Keeping your money and financial data safe is top of mind for consumers today. While you’ve probably taken steps to protect yourself from identity theft, how do you know if banks are protecting the information you give them?
The good news is that any company “significantly engaged” in providing financial products and services is considered a financial institution – even payday lenders and check-cashing operations.
These organizations must comply with Federal Trade Commission (FTC) rules. The Gramm-Leach-Bliley Act requires financial institutions to ensure the security and confidentiality of information.
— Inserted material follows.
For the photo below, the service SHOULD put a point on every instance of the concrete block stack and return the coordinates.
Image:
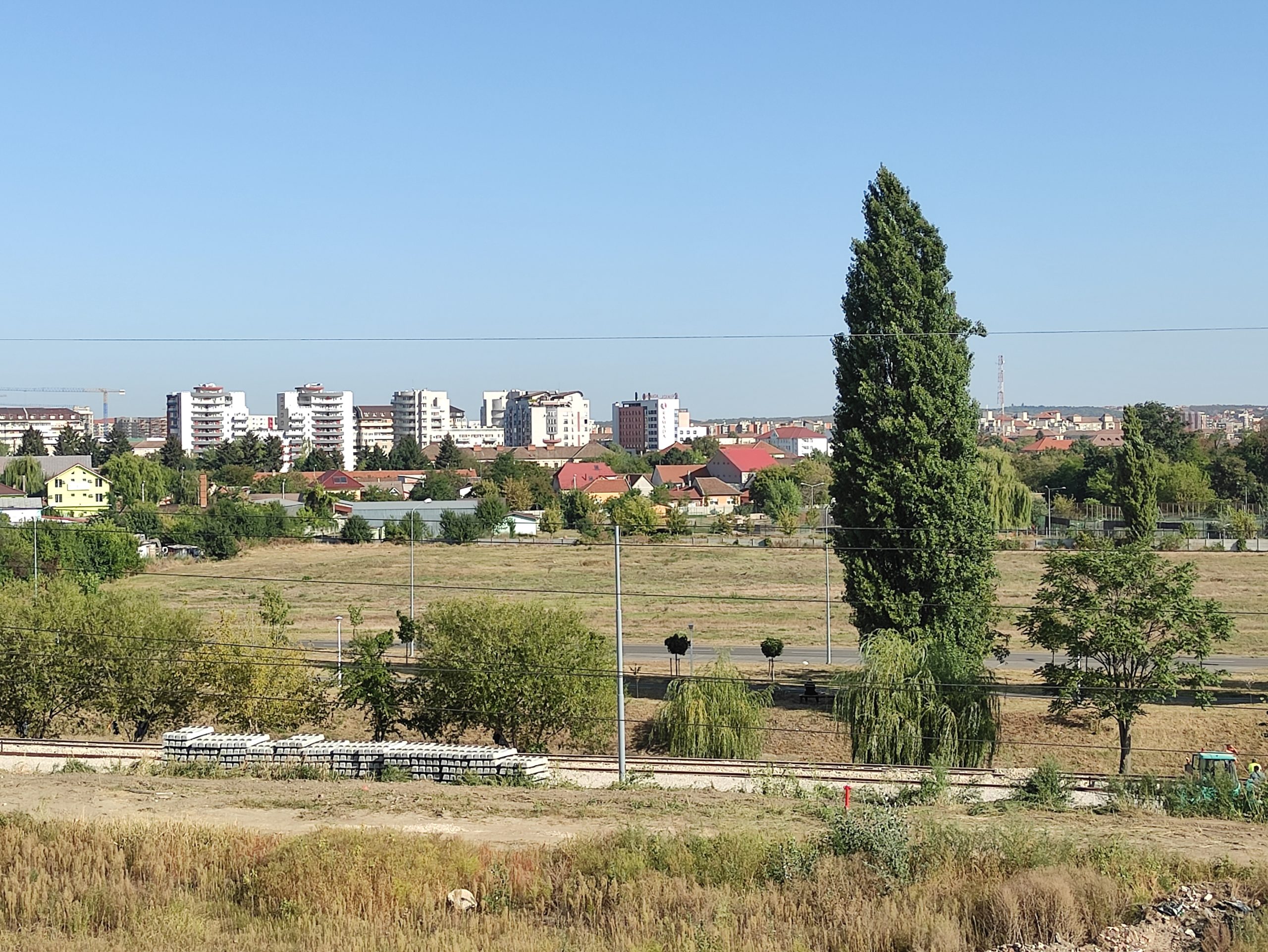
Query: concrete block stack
(444, 763)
Under the same act, the Safeguards Rule requires financial institutions to have specific measures in place to keep customer information secure.
But security also makes good business sense by showing consumers concern for their security and welfare. Banks use a series of checks and balances, both in the virtual space and the physical world to protect consumers’ interests.
Traditional banking institutions, including JPMorgan Chase & Co., have extensive methods of protecting data. Their computer systems are password protected, and their ATM terminals have timeouts and encryption on certain data transmissions.
Buildings can only be accessed by employee cards and banks are under camera surveillance. Like many businesses dealing with sensitive information, these organizations shred whatever is printed.
Customers typically need to use a password or other identifying information before making transactions. Suzanne Alexander Ryan, a spokesperson for JPMorgan Chase, says the company uses a variety of technologies and techniques to ensure security.
“We are very serious about safeguarding our customers’ personal information online,” Ryan says. “As a security measure, customers may access their account information online from the Chase website only if they have registered to do so. Chase Online Banking uses Secure Sockets Layer (SSL) technology to encrypt personal information such as user IDs, passwords and account information over the Internet. Any information we send to customers is scrambled en route and decoded once it reaches their browser.”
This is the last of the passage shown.